Revert threads usage; "add executor to validate_payload" #676

astrand · 2024-11-14T08:11:08Z

run_in_executor() is in practice just a fancy name for creating threads. However, this library is based on asyncio; not threads. Introducing threads into an application has some serious consequences. For example, it is no longer safe to use os.fork() (or subprocess with preexec_fn). Thus with threads, this library can be incompatible with many existing applications, preventing updates.

astrand · 2024-11-14T08:20:00Z

Also note that version is currently 2.0.0-rc.2 - introducing threads between two release candidates does not make sense at all. Such a change would rather mandate a major version increase, like 3.Y.Z.

jainmohit2001 · 2024-11-14T09:03:31Z

Hi @astrand, correct me if I am wrong.
Python doesn't support non-blocking file I/O. The only way to do this is by using threads. Even aiofiles does this by delegating the work to a thread pool. I understand your concern of introducing threads in an async python application. If we were to tasked with introducing non-blocking file I/O, we have to work with threads or processes either way.

drc38 · 2024-11-14T09:11:52Z

run_in_executor() is in practice just a fancy name for creating threads. However, this library is based on asyncio; not threads. Introducing threads into an application has some serious consequences. For example, it is no longer safe to use os.fork() (or subprocess with preexec_fn). Thus with threads, this library can be incompatible with many existing applications, preventing updates.

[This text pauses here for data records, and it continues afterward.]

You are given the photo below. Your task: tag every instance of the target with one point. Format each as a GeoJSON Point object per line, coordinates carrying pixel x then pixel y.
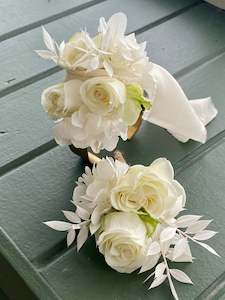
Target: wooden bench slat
{"type": "Point", "coordinates": [19, 62]}
{"type": "Point", "coordinates": [24, 14]}
{"type": "Point", "coordinates": [204, 184]}
{"type": "Point", "coordinates": [28, 127]}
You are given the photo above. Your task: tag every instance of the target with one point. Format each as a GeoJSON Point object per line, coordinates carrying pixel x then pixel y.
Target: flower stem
{"type": "Point", "coordinates": [172, 288]}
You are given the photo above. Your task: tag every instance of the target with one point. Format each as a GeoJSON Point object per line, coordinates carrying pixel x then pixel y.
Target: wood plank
{"type": "Point", "coordinates": [26, 64]}
{"type": "Point", "coordinates": [28, 127]}
{"type": "Point", "coordinates": [37, 191]}
{"type": "Point", "coordinates": [204, 183]}
{"type": "Point", "coordinates": [25, 14]}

Hi @astrand, can you explain where the issue arises in using the asyncio documented method for dealing with blocking IO https://docs.python.org/3/library/asyncio-dev.html

run_in_executor() is in practice just a fancy name for creating threads. However, this library is based on asyncio; not threads. Introducing threads into an application has some serious consequences. For example, it is no longer safe to use os.fork() (or subprocess with preexec_fn). Thus with threads, this library can be incompatible with many existing applications, preventing updates.

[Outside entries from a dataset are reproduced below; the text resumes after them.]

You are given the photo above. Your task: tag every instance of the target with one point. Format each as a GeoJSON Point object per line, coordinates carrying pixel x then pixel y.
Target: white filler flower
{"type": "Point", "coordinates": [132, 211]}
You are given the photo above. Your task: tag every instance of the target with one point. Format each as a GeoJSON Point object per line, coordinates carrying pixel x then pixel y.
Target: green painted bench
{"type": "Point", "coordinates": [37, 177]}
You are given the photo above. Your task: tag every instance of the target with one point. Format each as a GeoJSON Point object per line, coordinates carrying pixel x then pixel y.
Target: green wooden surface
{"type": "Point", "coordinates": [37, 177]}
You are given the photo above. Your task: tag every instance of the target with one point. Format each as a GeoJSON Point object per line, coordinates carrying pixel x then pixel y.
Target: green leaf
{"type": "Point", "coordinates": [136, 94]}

astrand · 2024-11-14T11:56:43Z

Hi @astrand, correct me if I am wrong. Python doesn't support non-blocking file I/O. The only way to do this is by using threads. Even aiofiles does this by delegating the work to a thread pool. I understand your concern of introducing threads in an async python application. If we were to tasked with introducing non-blocking file I/O, we have to work with threads or processes either way.

Python is a language that ideally should support all concurrency mechanisms supported by the platform. In particular, it should support Linux mechanisms such as subprocesses and select-based IO, without using threads.

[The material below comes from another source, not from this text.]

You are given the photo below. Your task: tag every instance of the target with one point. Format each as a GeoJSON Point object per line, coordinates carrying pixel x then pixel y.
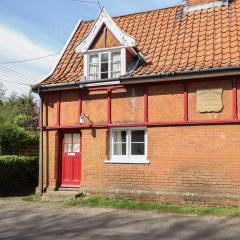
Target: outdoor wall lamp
{"type": "Point", "coordinates": [82, 118]}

As I mentioned, I think the problem we are trying to solve needs to be better described. open() typically does not block.

astrand · 2024-11-14T12:04:34Z

run_in_executor() is in practice just a fancy name for creating threads. However, this library is based on asyncio; not threads. Introducing threads into an application has some serious consequences. For example, it is no longer safe to use os.fork() (or subprocess with preexec_fn). Thus with threads, this library can be incompatible with many existing applications, preventing updates.

Hi @astrand, can you explain where the issue arises in using the asyncio documented method for dealing with blocking IO https://docs.python.org/3/library/asyncio-dev.html

Just because an API is documented, does not mean that there are no issues with it. See https://docs.python.org/3/library/os.html:

Even in code that appears to work, it has never been safe to mix threading with os.fork() on POSIX platforms.

Also note that the asyncio example is a CPU bound calculation, not a simple open().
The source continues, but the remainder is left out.